One subtlety worth knowing: `invalid_api_key` appears at both statuses. 401 means the key cannot be identified; 403 means a recognized key has been revoked. For why a bad credential surfaces as 401 even when a scope problem also exists, see [Authentication](/concepts/authentication).

## Handling errors

Branch on `error.type`, never on `error.message`. Messages are for humans and may change without notice.

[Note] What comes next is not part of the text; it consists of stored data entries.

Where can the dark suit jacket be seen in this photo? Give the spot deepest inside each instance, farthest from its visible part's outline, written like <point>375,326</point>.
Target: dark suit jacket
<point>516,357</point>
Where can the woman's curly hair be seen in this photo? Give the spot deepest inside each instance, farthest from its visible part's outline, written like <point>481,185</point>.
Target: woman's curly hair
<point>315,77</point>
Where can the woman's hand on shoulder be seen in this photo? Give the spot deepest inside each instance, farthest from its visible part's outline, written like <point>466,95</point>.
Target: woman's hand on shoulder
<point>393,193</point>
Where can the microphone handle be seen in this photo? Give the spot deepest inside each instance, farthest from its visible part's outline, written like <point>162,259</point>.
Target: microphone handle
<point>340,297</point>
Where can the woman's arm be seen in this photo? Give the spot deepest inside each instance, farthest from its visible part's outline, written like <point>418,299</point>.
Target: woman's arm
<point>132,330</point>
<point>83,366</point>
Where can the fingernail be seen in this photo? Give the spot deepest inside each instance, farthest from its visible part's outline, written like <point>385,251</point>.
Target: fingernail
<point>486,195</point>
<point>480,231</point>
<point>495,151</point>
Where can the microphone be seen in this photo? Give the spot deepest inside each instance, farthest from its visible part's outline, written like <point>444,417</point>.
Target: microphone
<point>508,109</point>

The [Node SDK](/sdks/node) never throws. Every method returns a `{ data, error }` tuple, with the envelope's `type`, `message`, and `param` mapped onto the error object (transport failures have `statusCode: null`):

```typescript
const { data, error } = await mailfully.emails.send(payload, {
  idempotencyKey: "order-1234-attempt-1",
});

if (error) {
  switch (error.type) {
    case "rate_limit_exceeded":
    case "daily_quota_exceeded":
    case "service_unavailable":
      // transient: back off, then resend with the same idempotency key
      break;
    case "validation_error":
      // error.param names the offending field, e.g. "from" or "[3].to"
      break;
    case "unverified_domain_required":
      // one-time setup problem: verify a sending domain
      break;
    default:
      // log with error.statusCode, error.type, error.message
  }
} else {
  console.log(data.id);
}
```

The same pattern applies to raw HTTP: read the JSON body, switch on `error.type`, and treat the HTTP status as a coarse hint rather than the decision point.